Diana Hinds explains how teachers can use their professional knowledge and cross the divide between the classroom and book publishing.
Teachers who branch out and supplement their income by writing textbooks are by no means uncommon in the profession. Some get the publishing bug in a big way, and switch careers from school to educational publishing house - and sometimes back again.
The experience of such teachers is that the skills they have mastered while working in a school stand them in good stead in a commercial environment, and the move can be extremely rewarding.
Chris Dunning, a dedicated biology teacher for many years, spent three years in educational publishing after taking early retirement.
He is now teaching biology again, this time in an independent school (after a publishing take-over made commuting impossible), but views his publishing stint "almost like a sabbatical. It has broadened me, enhanced my awareness of pedagogical issues, and given me the opportunity to talk to some of the most authoritative science educators in the country."
He began teaching at a large Bristol comprehensive in 1970. "I never liked the day-to-day grind of marking and preparation, but I did like the opportunity to be involved in your own subject area and present things in an interesting and fun way. The Seventies were a time of great curriculum development, and there was a lot of freedom to devise quite exciting curriculum materials; almost everyone I knew was involved in developing things."
He later became head of science at a Reading comprehensive. After 17 years, he began to feel he might "dry up" if he stayed any longer. He took early retirement - only to join Nelson publishers as a secondary science editor.
"The ideal thing about publishing, for a teacher, is that you can bring your own subject knowledge and teaching experience to bear on the job, and that gives you a bit more authenticity.
"Teachers also have many skills they don't realise they have, which are easily transferable to a commercial environment: management, interpersonal and communication skills - putting ideas across, presenting and running meetings.
"Teachers can graft on the publishing skills, whereas I'm not so sure that publishers could move into the classroom," he says.
Some teachers find much earlier in their careers that, despite a love of their subjct, they are better suited to publishing.
Nadezda Poole, now 27, spent two years teaching geography at a comprehensive in Crawley, but left "because I felt I wasn't making a difference, the challenges hadbecome the challenges I didn't want - like can you get this class to be quiet?" Since September last year she has been working as a marketing executive at Hodder amp; Stoughton Educational. "The advantage of teaching experience - and there are quite a few ex-teachers at Hodder - is that you know which books are going to work, and which aren't.
"You also know what teachers are looking for in terms of building teaching aids into textbooks.
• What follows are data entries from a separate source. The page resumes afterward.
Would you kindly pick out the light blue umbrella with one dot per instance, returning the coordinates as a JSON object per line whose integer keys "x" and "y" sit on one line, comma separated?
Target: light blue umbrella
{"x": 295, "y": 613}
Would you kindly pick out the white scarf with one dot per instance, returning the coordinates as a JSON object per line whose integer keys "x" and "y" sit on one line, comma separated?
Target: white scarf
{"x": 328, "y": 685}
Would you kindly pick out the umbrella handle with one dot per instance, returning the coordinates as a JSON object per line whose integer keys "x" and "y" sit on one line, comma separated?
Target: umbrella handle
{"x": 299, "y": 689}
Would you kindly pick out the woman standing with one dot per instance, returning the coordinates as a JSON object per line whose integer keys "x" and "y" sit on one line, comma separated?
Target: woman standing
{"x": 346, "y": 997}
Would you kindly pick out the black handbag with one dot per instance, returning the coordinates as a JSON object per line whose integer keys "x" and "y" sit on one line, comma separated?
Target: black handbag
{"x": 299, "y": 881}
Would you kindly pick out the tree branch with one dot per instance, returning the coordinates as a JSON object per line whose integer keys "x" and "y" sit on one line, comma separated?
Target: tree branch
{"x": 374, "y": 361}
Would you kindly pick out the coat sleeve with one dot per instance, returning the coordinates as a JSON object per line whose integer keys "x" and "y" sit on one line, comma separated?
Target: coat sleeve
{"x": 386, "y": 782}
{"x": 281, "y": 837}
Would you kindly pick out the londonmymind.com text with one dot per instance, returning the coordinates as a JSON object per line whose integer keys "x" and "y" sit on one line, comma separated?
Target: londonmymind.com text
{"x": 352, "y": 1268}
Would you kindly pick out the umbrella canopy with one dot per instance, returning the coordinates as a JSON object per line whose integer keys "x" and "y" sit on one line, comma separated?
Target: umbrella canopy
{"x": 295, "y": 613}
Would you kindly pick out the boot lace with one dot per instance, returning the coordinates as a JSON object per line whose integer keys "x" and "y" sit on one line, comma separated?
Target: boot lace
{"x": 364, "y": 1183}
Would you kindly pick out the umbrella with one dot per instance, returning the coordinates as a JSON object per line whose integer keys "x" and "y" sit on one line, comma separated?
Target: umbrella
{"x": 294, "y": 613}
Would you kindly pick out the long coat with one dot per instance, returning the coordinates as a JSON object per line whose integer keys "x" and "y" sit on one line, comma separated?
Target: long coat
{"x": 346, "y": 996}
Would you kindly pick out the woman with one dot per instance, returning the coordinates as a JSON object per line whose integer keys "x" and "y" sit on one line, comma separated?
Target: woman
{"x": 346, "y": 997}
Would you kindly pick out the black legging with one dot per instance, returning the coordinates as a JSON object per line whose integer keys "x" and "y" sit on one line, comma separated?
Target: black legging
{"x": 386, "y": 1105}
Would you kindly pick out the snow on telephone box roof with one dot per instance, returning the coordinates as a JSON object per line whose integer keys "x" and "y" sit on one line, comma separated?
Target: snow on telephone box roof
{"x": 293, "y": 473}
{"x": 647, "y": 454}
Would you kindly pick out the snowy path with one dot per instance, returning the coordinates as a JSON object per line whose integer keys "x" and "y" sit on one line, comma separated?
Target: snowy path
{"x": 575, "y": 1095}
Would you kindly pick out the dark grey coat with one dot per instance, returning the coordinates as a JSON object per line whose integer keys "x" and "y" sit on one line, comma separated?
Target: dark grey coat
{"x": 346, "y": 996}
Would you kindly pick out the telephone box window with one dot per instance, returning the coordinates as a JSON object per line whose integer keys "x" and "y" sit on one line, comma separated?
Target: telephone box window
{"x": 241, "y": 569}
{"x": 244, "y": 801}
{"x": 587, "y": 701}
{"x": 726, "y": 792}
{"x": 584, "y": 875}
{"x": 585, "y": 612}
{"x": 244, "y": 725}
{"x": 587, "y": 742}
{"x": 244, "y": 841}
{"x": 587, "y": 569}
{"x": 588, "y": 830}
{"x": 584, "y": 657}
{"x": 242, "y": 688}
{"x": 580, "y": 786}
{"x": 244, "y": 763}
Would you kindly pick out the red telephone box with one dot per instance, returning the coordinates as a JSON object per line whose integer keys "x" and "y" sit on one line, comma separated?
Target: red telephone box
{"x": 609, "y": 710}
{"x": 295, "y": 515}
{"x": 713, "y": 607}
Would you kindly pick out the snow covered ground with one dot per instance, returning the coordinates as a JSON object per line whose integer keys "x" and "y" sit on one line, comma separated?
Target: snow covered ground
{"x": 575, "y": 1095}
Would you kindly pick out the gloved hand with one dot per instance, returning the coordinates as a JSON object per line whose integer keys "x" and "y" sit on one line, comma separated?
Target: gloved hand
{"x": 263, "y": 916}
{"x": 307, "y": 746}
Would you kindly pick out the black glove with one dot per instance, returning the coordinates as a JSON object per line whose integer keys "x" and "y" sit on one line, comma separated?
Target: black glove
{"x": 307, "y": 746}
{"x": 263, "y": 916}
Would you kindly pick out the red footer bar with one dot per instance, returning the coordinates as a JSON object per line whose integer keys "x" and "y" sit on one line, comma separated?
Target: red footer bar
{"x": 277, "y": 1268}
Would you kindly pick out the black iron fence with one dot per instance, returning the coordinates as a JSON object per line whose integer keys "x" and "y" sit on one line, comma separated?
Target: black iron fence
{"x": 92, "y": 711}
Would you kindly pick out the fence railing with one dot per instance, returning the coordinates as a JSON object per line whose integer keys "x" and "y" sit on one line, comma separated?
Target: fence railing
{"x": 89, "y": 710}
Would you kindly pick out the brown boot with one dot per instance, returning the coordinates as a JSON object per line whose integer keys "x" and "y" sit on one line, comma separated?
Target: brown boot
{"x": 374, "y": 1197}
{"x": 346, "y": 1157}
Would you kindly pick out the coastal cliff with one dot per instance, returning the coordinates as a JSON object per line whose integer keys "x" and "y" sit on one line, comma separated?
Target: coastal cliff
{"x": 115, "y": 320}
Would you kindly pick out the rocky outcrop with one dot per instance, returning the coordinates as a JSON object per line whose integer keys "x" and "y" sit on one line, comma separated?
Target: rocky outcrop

I still get fired up looking through geography books and thinking, 'That would be excellent in class'- but I wouldn't go back into teaching, because of everything else that goes with it."
Tony Mullen enjoyed his eight years' teaching geography and PE, but decided in his 30s that it was time for a change.
He joined Folens educational publishers as a commissioning editor; worked at Ginn on its secondary science scheme; and then moved to the BBC, where he is now a planner in the schools' programmes department.
"What I took to publishing was a knowledge of how teachers work in the classroom, the demands and pressures , and the resources that teachers find most accessible. I also had a network of contacts."
Sonia Clark, now a publisher for Heinemann's international division, started out as a biology teacher, and later combined and alternated periods of teaching and publishing work.
When her children were young, she gained some copywriting experience and at 40 she applied for her first publishing job, doing project management for Macmillan's African and Caribbean list.
She spent a further five years in full-time teaching, followed by a job as Nelson's senior science editor. She now works for Heinemann and spends 10 to 15 weeks a year travelling to Africa and the Caribbean to talk to authors, education officers and teachers.
"I have found publishing and teaching complementary," she says. "You have an affinity with students and teachers, and a knowledge of their different needs.
"And working in a business environment makes you a more rounded person, gives you more breadth. There are aspects of teaching that I still miss, but I do feel quite privileged to have had a second career."